Но как выбирать и кого выбрать. В пространстве между очевидной необходимостью, не рассуждая, спасать всех — и такой же очевидной, соприродной человеку, подневольной до хруста в костях потребности выбрать из любого множества то самое, единственное, нету места для правильного решения. Эта зона кромешной неправоты, насыщенная своим и чужим страданием, искаженная общим бессилием, прорезана сейчас вольтовой дугой, сплавляющей прошлое и настоящее до полного выгорания обоих. Любой текст, любая речь, исходящая из ситуации невозможного выбора, вспыхивает и горит, не давая ответа на собственные вопросы. Не выбирать и называть имена, подряд, пока не кончатся страницы? Ограничиться тем, что (теми, кто) ближе? Найти и вытягивать из ткани времени, как цветную нитку, то, что соответствует одному, невнятно сформулированному, критерию? Закрыть глаза и рухнуть назад — спиной вперед, словно тебя подхватят родные, заждавшиеся тебя руки?

* * *

В Государственном архиве Российской Федерации есть пропускной отдел, брешь в стене, за которой сидит сторожевая дама, выдающая читателю билетик, талон на временное место в толще былого. На рабочем столе у нее тяжкая, диковатая в своей бронетанковой несовременности машина для постановки печатей, сделанная в тридцатых и бодро работающая до сих пор. Чтобы привести ее в движение, требуется нешуточное физическое усилие: надо прокрутить железный ворот вокруг оси, как поворотный круг, и тогда печать с чмокающим звуком ляжет на бумагу. Пока ждала, я не могла отвести глаз от того, что было на стенке слева. Кто-то приклеил туда журнальную картинку с изображением цветка, раззявившего нежное нутро; и вот к самой его сердцевине железной кнопкой была прибита вырезанная из бумаги бабочка.

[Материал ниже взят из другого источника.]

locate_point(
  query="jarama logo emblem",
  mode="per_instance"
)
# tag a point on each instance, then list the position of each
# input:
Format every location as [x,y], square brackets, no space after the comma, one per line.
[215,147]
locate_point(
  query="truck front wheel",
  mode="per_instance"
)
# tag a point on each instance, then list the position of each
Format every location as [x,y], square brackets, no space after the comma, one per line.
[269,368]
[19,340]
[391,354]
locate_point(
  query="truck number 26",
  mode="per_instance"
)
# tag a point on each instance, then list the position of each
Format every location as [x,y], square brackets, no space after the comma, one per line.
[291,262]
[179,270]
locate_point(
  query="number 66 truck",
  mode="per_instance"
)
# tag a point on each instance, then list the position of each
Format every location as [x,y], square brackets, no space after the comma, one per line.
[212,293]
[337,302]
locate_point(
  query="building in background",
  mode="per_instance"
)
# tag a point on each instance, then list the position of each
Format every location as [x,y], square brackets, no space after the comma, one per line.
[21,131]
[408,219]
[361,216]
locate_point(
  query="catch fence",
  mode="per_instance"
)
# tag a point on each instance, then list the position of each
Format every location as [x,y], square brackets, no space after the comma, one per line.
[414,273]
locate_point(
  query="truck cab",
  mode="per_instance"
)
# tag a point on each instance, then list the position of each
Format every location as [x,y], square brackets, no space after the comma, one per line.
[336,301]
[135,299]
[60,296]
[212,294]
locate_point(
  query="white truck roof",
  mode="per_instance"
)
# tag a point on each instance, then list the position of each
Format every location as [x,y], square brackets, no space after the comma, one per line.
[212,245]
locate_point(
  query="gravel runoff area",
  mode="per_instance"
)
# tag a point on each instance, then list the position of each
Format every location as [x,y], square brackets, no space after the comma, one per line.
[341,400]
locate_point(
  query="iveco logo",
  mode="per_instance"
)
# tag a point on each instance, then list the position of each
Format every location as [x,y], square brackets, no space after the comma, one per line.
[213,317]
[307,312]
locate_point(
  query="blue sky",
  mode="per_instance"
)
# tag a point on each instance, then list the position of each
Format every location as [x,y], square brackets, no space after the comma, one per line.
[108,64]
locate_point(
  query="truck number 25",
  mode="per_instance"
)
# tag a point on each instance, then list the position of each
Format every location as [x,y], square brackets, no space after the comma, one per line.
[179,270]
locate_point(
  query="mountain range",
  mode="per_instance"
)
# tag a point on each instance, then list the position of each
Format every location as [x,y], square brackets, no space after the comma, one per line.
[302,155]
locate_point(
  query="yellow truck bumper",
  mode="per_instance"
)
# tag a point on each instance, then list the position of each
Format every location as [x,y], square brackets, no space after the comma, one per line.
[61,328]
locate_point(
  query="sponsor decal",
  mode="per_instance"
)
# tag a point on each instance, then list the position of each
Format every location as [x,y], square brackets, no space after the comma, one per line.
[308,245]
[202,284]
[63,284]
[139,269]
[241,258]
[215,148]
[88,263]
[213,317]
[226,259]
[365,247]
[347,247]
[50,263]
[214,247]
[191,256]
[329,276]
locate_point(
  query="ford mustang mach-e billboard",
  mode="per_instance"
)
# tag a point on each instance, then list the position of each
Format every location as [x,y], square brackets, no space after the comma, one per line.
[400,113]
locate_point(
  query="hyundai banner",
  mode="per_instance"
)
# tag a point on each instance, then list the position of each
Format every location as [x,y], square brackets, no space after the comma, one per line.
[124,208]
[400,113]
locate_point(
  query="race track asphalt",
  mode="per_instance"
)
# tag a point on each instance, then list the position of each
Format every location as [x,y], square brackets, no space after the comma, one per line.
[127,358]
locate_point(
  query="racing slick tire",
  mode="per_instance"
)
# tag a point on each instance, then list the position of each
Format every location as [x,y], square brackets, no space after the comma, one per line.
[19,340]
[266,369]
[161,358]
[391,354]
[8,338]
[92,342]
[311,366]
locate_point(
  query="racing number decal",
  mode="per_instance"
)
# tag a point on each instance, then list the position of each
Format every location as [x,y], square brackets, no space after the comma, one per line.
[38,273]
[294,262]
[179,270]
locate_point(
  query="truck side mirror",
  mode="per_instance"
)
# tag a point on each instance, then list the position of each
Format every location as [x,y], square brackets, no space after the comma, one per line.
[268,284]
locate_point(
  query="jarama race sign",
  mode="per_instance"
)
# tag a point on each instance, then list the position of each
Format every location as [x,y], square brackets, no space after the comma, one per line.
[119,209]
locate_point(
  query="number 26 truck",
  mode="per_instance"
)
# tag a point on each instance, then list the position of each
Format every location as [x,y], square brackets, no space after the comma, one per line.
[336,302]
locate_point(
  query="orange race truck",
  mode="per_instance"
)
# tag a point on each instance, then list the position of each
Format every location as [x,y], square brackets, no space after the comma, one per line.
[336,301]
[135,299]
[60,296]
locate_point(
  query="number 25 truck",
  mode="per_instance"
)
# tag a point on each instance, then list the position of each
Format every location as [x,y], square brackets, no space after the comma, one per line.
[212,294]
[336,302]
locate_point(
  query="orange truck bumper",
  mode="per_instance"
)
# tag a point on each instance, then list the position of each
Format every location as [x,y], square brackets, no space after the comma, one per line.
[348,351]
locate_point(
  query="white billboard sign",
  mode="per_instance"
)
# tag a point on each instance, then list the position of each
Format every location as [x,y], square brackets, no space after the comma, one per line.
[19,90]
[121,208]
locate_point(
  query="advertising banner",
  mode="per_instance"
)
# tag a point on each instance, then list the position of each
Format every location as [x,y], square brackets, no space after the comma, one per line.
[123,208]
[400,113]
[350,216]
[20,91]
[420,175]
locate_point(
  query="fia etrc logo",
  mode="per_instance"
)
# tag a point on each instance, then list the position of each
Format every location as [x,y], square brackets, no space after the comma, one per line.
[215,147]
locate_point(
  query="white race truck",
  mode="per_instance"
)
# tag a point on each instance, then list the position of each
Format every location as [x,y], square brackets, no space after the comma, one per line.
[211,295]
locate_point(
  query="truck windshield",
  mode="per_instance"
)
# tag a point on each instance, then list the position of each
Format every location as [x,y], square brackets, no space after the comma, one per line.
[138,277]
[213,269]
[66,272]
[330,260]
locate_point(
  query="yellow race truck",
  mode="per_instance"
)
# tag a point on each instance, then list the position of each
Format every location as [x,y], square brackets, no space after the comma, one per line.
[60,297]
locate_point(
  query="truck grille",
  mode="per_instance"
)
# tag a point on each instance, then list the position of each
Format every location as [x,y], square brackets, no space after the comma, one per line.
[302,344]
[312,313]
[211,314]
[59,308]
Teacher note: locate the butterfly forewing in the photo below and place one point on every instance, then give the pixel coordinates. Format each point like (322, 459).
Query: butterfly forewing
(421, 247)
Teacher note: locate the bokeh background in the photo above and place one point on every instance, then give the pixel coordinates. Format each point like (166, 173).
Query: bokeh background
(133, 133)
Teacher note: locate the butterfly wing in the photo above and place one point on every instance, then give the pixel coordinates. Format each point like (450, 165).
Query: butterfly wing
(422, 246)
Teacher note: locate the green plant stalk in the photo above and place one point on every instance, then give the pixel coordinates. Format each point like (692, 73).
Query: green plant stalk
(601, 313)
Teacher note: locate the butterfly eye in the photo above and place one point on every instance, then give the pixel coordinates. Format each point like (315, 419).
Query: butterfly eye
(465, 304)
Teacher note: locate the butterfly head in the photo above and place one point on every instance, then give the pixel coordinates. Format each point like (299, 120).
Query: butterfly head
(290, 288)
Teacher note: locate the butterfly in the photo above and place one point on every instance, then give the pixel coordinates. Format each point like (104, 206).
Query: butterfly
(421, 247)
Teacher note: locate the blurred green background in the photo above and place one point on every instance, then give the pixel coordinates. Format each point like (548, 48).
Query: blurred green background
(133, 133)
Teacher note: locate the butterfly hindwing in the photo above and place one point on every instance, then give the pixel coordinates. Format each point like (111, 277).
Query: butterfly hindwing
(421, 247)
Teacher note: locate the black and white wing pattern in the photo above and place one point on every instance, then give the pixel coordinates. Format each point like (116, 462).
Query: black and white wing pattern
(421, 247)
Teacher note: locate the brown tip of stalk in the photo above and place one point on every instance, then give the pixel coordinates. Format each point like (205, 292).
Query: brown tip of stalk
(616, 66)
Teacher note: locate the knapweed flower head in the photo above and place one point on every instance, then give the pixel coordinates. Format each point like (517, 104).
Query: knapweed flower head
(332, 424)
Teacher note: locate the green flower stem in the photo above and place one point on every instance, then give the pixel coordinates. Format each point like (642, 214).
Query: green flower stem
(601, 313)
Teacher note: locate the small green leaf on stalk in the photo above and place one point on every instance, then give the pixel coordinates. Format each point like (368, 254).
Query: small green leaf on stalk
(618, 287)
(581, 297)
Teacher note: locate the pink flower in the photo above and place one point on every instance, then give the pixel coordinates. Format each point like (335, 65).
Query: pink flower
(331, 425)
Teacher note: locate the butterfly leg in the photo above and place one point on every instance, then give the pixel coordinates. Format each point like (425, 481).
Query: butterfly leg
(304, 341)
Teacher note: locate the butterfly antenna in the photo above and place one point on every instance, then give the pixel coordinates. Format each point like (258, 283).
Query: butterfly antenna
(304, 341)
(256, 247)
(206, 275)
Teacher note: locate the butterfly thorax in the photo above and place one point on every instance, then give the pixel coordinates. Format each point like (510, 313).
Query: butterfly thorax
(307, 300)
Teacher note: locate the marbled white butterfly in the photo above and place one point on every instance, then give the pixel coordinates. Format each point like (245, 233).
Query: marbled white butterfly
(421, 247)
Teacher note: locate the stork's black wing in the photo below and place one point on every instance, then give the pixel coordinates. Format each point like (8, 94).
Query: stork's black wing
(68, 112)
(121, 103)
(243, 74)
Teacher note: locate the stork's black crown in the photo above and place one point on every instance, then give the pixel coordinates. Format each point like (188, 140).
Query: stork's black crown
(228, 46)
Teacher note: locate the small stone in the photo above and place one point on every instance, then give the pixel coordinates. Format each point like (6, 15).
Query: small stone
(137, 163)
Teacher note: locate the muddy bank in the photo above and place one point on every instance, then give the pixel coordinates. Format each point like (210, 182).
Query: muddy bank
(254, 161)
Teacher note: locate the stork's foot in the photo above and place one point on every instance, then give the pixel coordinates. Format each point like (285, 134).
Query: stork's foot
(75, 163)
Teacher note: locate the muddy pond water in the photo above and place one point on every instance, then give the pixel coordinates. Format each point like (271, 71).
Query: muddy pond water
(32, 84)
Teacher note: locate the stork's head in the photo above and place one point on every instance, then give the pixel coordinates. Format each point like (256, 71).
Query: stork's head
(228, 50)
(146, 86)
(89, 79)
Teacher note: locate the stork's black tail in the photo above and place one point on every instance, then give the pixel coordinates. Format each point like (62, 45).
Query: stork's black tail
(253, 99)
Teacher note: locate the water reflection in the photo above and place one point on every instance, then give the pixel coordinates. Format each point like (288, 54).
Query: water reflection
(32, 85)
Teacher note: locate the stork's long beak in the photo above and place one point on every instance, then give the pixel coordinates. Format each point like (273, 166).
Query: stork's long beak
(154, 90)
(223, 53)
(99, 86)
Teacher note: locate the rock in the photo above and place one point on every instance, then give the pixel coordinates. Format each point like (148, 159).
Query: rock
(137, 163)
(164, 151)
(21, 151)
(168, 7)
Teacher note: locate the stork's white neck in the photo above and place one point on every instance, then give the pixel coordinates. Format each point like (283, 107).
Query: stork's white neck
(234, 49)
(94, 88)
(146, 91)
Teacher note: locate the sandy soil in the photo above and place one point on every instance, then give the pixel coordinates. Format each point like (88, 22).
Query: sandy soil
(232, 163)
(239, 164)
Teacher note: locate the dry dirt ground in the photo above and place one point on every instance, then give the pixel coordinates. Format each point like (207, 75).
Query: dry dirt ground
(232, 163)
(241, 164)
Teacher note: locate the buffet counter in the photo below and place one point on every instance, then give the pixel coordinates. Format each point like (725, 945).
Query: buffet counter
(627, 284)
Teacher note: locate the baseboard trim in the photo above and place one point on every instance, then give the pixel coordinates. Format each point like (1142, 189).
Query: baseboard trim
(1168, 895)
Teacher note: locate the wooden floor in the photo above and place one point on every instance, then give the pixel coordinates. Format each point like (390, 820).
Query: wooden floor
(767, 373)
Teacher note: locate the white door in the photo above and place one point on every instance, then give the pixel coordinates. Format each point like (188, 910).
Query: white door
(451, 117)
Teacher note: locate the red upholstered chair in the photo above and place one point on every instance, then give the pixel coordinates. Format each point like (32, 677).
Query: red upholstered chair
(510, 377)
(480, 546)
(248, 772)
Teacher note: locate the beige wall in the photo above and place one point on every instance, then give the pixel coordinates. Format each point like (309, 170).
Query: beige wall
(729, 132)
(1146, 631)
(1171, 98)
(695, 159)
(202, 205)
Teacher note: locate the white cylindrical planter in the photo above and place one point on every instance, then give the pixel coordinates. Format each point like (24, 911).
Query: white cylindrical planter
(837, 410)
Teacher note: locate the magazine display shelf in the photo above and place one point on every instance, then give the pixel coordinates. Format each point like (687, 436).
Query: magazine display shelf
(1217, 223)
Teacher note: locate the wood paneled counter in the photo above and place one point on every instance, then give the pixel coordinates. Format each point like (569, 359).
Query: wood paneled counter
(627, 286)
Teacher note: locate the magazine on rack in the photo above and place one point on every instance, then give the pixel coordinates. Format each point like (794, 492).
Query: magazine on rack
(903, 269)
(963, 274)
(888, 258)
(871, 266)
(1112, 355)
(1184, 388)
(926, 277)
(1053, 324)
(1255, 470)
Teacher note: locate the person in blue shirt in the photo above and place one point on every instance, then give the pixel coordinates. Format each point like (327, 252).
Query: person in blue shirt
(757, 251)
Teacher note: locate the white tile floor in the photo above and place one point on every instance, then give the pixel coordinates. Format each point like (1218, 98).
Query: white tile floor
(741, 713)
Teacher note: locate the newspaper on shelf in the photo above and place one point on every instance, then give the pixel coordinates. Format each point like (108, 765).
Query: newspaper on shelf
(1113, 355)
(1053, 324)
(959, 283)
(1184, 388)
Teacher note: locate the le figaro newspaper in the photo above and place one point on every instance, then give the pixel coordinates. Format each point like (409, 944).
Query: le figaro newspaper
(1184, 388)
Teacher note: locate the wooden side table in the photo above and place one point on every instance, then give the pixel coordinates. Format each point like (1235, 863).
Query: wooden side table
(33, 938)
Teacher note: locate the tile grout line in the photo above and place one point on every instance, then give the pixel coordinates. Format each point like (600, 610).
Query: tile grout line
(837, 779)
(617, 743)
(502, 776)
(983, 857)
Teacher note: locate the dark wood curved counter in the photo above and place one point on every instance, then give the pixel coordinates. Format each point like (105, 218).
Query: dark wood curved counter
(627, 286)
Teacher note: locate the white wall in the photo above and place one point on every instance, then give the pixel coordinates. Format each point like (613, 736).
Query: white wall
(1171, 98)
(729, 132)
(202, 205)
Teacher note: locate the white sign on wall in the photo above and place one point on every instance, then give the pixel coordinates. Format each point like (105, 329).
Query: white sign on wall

С непривычки я долго не могла справиться с понятным местным жителям обиходом, простым порядком, регулировавшим оборот архивных бумаг и сопутствующей им документации. В большой зале со светлыми, от пола до потолка, стеклами тесно сидели люди, стоял тихий шелест поискового движения по страницам. То, что мне было нужно, было рассеяно по различным фондам с инвентарными номерами и мало что говорящими названиями; но вот постепенно, как спина немаленькой рыбы из глубины озера, стал проступать контур возможного запроса. Заурядные фамилии моей родни, все эти Гинзбурги, Степановы и Гуревичи, делали работу еще длинней — и, как нафталиновые шарики с антресолей, на меня сыпались затвердевшие от времени комки информации, никак не относившейся к семейной истории, но обозначавшей дверцы, своего рода peepholes, за которыми продолжала ворочаться чужая, непроницаемая жизнь.

Было там, например, донесение по службе, написанное в 1891 году и касавшееся какого-то другого, не нашего Гуревича, дослужившегося, несмотря на свое еврейство, до известных чинов, ставшего начальником тюрьмы — Одесского тюремного замка. На юге России, особенно в Одессе с ее до поры до времени великолепным презрением к тонким перегородкам национального, такое было возможно. Совсем близко, в губернском Херсоне, строил свой первый завод его однофамилец, мой прапрадед. Но у этого, чужого Гуревича что-то там не заладилось, и вот сто двадцать лет спустя я, со строчки на строчку, следила за историей его падения.

Донесение было адресовано Михаилу Николаевичу Галкину-Враскому, начальнику недавно учрежденного Главного тюремного управления.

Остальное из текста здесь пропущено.